John teaches us the identity of the baby, so there is no mistaking who He is. When we grasp that, the reality hits home that He left His home in glory to be born in a stable. His heavenly home reflected all the honor and the glory that was due to Him. He was deserving of riches and splendor yet He traded that to walk on Earth.

John lays out these Truths to draw attention to the tremendous sacrifice and the grace that Christ displayed for us. When Jesus traded home in heaven for home in Earth;

The Infinite became the Finite.

Deity became Humanity

The Creator became part of the Creation

Life came to Die

And Light entered into Darkness

How did God choose to accomplish this? John explains and in doing so he sums up Christmas in one verse.

JN 1:14 The Word became flesh and made his dwelling among us. We have seen his glory, the glory of the One and Only, who came from the Father, full of grace and truth.

The Word became flesh and chose to live here with us. The verse can be literally translated, “pitched his tent among us.” He didn’t come to live in luxury and to be inaccessible. He came to live how we live and to experience what we experience, he pitched his tent right beside us when He took on the form of a baby. Heaven came to Earth. If we were to script out a way for the eternal God, the creator of the universe, the life and the light of the world to be presented to the world, my guess is that a helpless newborn would be the last way that we would do it. But this is how the gift was given, in a way that was unexpected.

When Erin and I had been dating for 1 year, it was on Christmas Eve, I gave her a gift that I had spent months thinking about and planning for and saving for. I was so proud, I had gotten her a garnet ring (her birthstone) and it had a diamond too. Now, I was 16 at the time, a diamond was a big deal. It didn’t matter that there wasn’t even a percentage of a carat small enough to describe it so they called it a diamond flake, it was a diamond ring in my mind.
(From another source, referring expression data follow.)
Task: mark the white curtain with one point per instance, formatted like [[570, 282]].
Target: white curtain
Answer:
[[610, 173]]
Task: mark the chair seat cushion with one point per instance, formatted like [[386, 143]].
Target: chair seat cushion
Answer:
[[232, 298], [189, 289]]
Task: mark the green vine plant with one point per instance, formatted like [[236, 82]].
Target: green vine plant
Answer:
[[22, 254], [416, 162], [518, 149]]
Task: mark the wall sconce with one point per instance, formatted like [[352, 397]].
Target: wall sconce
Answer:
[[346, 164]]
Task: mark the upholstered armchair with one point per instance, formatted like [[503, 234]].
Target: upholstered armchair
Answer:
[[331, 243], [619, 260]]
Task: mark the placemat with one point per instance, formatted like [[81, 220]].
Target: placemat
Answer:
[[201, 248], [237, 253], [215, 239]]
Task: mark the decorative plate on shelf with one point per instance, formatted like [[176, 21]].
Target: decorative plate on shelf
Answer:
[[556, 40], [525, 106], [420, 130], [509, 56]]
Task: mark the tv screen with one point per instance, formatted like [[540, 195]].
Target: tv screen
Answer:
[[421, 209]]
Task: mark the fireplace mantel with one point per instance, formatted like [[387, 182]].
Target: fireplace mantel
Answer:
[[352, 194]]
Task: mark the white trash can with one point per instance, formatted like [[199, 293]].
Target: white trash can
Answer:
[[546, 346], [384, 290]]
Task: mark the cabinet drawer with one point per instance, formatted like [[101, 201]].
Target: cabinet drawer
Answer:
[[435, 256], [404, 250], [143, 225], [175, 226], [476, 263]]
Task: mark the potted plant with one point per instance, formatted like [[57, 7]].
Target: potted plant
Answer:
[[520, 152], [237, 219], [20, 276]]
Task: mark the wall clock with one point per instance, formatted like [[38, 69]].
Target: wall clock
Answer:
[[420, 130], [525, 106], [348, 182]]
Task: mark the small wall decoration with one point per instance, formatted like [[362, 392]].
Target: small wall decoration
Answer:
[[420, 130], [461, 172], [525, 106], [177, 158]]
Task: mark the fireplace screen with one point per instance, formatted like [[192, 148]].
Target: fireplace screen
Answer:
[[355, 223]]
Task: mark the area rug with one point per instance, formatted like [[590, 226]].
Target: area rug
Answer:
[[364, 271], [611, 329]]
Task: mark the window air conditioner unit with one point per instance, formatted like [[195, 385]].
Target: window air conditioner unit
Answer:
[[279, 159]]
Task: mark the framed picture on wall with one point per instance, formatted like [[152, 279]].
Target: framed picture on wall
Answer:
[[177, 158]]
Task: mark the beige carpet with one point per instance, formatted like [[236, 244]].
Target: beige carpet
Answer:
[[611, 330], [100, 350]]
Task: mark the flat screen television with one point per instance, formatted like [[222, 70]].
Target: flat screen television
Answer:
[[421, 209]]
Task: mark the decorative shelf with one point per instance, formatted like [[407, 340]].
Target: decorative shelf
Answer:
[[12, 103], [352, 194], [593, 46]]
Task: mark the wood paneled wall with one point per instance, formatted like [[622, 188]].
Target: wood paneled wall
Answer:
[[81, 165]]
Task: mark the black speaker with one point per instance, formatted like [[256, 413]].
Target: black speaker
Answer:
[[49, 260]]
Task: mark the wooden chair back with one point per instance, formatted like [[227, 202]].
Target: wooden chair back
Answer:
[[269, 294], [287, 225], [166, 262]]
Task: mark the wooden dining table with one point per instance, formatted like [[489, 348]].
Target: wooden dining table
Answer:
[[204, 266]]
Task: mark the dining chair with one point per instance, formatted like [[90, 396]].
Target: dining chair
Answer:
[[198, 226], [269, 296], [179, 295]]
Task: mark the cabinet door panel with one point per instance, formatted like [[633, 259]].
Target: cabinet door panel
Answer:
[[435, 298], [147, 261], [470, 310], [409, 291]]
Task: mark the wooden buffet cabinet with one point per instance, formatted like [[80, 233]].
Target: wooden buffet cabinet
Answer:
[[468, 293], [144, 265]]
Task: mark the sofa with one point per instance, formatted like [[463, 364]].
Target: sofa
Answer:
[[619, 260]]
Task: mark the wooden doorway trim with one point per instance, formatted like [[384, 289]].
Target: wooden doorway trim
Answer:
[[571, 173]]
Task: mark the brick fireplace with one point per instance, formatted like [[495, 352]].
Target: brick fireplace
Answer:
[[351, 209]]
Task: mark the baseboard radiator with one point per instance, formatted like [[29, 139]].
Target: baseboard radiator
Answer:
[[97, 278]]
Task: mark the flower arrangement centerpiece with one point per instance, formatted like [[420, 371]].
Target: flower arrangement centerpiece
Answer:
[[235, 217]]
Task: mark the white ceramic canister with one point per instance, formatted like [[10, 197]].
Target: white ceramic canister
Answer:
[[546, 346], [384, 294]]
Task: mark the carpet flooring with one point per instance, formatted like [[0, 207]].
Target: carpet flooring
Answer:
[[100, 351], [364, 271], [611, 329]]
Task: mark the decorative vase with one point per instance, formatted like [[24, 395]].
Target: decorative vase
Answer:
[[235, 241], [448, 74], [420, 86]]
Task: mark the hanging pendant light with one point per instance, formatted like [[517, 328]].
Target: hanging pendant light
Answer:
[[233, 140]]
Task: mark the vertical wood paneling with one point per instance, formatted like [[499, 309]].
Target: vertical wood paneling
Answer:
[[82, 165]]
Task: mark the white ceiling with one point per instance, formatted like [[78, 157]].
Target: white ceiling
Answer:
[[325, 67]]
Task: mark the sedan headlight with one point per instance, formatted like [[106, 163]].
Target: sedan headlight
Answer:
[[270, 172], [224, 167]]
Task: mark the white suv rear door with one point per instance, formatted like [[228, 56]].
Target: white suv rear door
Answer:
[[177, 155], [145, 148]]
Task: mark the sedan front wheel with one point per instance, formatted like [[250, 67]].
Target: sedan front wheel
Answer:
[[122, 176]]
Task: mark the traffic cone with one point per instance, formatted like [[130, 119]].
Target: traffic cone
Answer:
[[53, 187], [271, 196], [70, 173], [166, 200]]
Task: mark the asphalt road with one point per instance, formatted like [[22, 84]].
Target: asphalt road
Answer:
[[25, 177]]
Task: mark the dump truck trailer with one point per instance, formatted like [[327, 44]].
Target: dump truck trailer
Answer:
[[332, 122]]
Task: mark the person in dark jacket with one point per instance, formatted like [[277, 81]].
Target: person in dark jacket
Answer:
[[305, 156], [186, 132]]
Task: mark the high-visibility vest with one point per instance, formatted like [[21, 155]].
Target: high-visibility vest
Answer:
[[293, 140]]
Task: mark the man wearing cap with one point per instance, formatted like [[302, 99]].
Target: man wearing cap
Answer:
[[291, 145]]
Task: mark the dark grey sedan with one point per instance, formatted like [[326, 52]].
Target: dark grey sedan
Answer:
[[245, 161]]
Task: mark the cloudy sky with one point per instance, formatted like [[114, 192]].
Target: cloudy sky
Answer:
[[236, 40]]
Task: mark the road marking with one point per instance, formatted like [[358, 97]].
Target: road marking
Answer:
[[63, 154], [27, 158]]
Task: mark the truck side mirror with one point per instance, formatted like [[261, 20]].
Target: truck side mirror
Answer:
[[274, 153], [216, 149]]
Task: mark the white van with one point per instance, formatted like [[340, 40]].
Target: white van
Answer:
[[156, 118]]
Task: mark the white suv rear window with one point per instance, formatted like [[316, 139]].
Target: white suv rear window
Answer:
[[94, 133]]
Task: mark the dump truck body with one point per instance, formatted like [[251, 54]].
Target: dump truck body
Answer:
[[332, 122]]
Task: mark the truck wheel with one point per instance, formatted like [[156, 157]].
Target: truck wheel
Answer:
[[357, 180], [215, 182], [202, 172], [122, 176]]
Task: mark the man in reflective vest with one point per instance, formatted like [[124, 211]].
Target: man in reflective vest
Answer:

I planned the perfect evening, took her to the nut cracker, we had to have a chaperone because I couldn’t drive past 9! When we got back to my house we sat in the living room with the tree lit up and she opened my present. I could see the look of disappointment on her face as she saw what was in the box, it was a stuffed ape. I thought it was a very cute stuffed ape. She tried to act like she liked it but I could tell that she had no idea what she was going to do with it. This ape was about this big and it had a banana in its mouth that you could take in and out. I had put the ring on the end of the banana and put it in the ape’s mouth. She said thanks and set it aside. I said, you know the banana comes out. She wasn’t impressed. I told her again and she’s looking at me like I’m nuts! Finally, I took the ape and pulled the banana out and she saw the ring. The gift didn’t come packaged the way that she thought it should and even though I tried to point it out, she almost missed it!

The way that God chose to wrap this gift was not what the people expected and despite many clues and signs, many of them missed out on God’s gift. Many are still blinded today and can’t see it. They’ve missed the incredible miracle that the word became flesh.

Paul sums it up like this:

2 Corinthians 8:9 For you know the grace of our Lord Jesus Christ, that though he was rich, yet for your sakes he became poor, so that you through his poverty might become rich.

He did it for us, because He loves us. He became nothing so that we could gain everything. Christmas should be something that we celebrate from the very core of who we are because wrapped up in this God child are salvation, a relationship with God, the revelation of God, forgiveness of sins, and eternity with God. These are the hope we have. Be passionate about Christmas. Celebrate and Worship the birth of the King. Don’t let anything or anyone turn your eyes from The baby in the manger, this Word who became flesh, the One who would give His life in sacrifice on the cross, and who will forever be the resurrected Lord of all. It began with this, it began with John 1:14, The Word became flesh and dwelt among us, that is the message of Christmas. Immanuel has come.